Angelonia (Angelonia angustifolia)
This is a new one for me to grow, but it is doing very well in these hot conditions. I think that they look best when clustered together to create a mass of color with their small flowers. The common colors to find in stores are purple, raspberry, and white. I have them planted in a bed that is themed with purple and white plants and it makes a nice edge.
Plant in full sun, but it will tolerate some shade. If your plant begins to become spindly, cut it back and it will grow thicker and rebloom. They are drought tolerant and stand up in high heat, continuing to bloom. They are also deer resistant, which is always a bonus in my neighborhood. They bloom for a very long period of time.
Purple passionflower (Passiflora incarnata)
If you want a vine with gorgeous flowers that can withstand summer heat, then a native is a great choice. Full sun and well-drained soil is a must. They have very low water requirements. Purple passionflower is also a host plant for some of our local butterflies.
I have always loved these unique flowers. These vines are often found in Mississippi fields in the middle of the summer. If they can make it there, they’ll do great in your garden. Learn more about purple passionflower.
Cypress vine (Ipomea quamoclit)
This dainty-looking vine is actually very hardy when it comes to heat and drought. It prefers full-sun and well-drained soil. The bright red flowers are trumpet-shaped and are quite attractive. This is an annual.
A word of warning though, this plant reseeds itself VERY well. Wherever you plant it, you will have about 100 of its siblings the following year. If you don’t mind the additional plants, or it’s in an area that you can mow to keep the plant population down, then go ahead and plant it. It is also an aggressive grower and will quickly outgrow other vines or plants in the area. You’ll have your hands full keeping it under control.

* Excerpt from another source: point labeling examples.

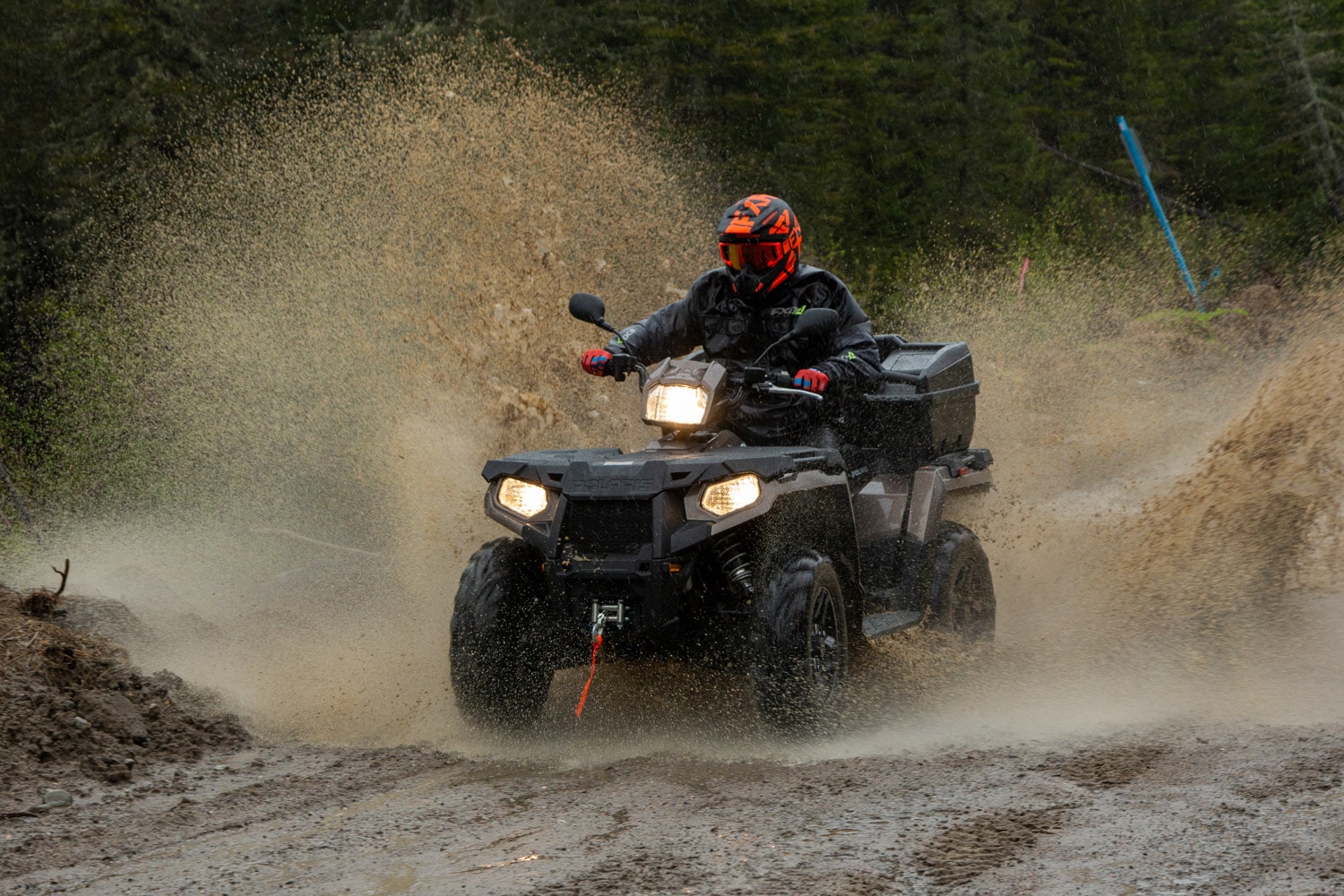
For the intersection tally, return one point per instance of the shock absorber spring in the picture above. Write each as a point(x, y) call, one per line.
point(734, 560)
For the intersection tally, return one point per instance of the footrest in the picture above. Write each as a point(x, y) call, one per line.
point(876, 625)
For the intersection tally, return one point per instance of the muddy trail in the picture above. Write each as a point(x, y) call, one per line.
point(357, 296)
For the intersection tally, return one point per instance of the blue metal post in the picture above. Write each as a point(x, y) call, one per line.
point(1136, 155)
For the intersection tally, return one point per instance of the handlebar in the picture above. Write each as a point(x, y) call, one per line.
point(779, 390)
point(628, 360)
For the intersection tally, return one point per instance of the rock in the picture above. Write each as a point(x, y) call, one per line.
point(116, 715)
point(56, 798)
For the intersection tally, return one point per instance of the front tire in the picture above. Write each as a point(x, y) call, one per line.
point(801, 645)
point(961, 594)
point(499, 667)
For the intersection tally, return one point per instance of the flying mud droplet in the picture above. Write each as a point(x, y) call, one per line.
point(324, 322)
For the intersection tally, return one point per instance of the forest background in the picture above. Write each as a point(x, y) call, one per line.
point(900, 131)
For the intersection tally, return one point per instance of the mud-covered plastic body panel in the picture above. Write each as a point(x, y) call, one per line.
point(629, 528)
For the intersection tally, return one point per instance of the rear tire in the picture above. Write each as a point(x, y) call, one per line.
point(499, 665)
point(801, 645)
point(961, 594)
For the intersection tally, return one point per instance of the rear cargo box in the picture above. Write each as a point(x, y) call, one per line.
point(924, 408)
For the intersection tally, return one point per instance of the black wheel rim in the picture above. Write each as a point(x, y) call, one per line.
point(824, 649)
point(961, 598)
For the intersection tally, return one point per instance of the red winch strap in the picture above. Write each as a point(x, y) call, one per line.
point(578, 710)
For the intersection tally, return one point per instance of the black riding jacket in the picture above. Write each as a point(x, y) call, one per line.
point(734, 332)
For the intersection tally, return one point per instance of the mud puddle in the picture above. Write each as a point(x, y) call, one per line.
point(1174, 809)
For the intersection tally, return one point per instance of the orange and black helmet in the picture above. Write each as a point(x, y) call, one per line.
point(758, 242)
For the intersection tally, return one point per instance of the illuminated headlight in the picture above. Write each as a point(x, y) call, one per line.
point(676, 405)
point(731, 495)
point(524, 498)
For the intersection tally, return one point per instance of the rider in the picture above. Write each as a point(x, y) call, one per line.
point(739, 309)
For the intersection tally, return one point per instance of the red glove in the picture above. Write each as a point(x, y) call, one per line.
point(811, 381)
point(596, 362)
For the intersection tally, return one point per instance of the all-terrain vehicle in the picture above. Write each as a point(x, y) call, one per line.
point(777, 562)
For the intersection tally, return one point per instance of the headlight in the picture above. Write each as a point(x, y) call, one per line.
point(524, 498)
point(731, 495)
point(677, 405)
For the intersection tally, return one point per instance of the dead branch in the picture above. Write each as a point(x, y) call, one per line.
point(64, 575)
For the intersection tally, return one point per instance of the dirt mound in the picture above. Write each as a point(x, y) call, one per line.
point(72, 707)
point(1222, 552)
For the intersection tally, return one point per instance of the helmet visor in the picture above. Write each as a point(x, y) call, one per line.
point(758, 257)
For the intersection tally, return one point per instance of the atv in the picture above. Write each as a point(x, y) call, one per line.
point(779, 562)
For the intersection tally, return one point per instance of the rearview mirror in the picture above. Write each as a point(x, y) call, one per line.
point(816, 322)
point(589, 308)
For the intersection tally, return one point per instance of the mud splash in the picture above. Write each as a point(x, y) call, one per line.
point(349, 301)
point(330, 317)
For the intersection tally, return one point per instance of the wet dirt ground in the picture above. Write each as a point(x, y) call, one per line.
point(1160, 810)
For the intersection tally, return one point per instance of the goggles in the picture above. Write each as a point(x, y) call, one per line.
point(758, 257)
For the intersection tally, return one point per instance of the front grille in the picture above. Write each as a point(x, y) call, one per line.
point(609, 527)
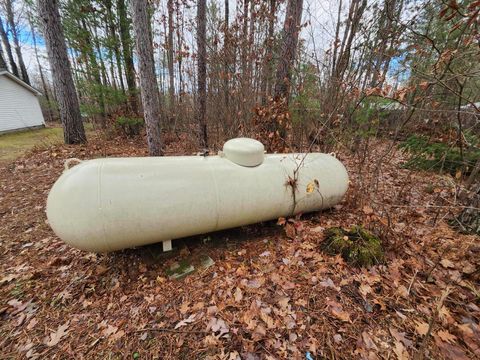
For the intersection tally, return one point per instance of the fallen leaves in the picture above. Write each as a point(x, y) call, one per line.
point(446, 336)
point(218, 327)
point(337, 311)
point(55, 337)
point(421, 328)
point(186, 321)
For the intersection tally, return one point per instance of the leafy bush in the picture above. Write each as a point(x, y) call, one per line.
point(439, 156)
point(131, 126)
point(357, 246)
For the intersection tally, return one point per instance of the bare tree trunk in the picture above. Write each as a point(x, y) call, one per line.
point(148, 82)
point(337, 38)
point(171, 89)
point(40, 69)
point(3, 64)
point(291, 29)
point(49, 17)
point(127, 53)
point(226, 58)
point(116, 42)
point(268, 63)
point(8, 49)
point(18, 51)
point(202, 72)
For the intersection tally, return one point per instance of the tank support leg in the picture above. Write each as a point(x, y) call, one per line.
point(167, 245)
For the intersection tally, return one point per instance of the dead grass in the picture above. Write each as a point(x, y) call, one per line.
point(13, 145)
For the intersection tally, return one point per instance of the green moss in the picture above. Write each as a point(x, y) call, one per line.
point(357, 246)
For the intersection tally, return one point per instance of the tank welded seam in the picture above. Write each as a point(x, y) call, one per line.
point(217, 197)
point(100, 208)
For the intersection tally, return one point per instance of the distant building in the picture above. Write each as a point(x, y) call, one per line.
point(19, 105)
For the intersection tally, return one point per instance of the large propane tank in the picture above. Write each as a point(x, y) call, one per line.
point(110, 204)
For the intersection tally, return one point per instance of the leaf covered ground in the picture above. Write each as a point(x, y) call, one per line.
point(271, 293)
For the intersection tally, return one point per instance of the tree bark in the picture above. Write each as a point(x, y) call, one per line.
point(291, 29)
point(18, 51)
point(40, 68)
point(8, 49)
point(127, 54)
point(171, 88)
point(268, 62)
point(148, 82)
point(226, 57)
point(3, 64)
point(49, 17)
point(202, 72)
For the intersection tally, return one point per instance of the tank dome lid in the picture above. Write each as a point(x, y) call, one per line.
point(244, 151)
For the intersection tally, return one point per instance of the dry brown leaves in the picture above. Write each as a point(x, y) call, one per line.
point(270, 294)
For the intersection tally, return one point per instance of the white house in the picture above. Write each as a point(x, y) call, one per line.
point(19, 105)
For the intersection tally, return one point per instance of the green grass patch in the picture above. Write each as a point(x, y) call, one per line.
point(357, 246)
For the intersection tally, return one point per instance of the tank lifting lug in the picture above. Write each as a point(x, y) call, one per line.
point(167, 245)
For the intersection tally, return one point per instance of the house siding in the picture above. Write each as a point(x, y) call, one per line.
point(19, 107)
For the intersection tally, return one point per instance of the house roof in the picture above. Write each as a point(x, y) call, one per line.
point(20, 82)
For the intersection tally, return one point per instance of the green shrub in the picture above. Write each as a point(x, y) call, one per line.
point(131, 126)
point(439, 156)
point(357, 246)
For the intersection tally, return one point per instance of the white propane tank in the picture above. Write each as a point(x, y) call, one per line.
point(110, 204)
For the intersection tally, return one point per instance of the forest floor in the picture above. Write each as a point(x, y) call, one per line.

I have always thought that the feathery leaves of yarrow are beautiful. Even without the blooms, the plants are a welcome addition to my garden. The flowers can be bright yellow, red, pink, or white, so find the one that works for you.
Yarrow is a good low-maintenance plant; it is another plant it and forget it garden plant. It prefers full sun with well-drained soil. You might want to stake the flowers to keep them upright. If you want more plants, then just dig up a small piece and plant it elsewhere. Yarrow spreads pretty quickly. It is a perennial.
Sedums and Cacti
I know, I know, this is a huge category of plants, but definitely one worth considering if you want extremely low maintenance plants to put in a very sunny, dry locations in your garden. There are so many choices and shapes, you are sure to find one that you fall in love with.
You can use sedums as groundcover since most spread and multiply pretty easily. Some of them will even produce pretty flowers.
I love cacti for the blooms. If you put them in a very bright spot with the right soil, they will reward you with amazing flowers.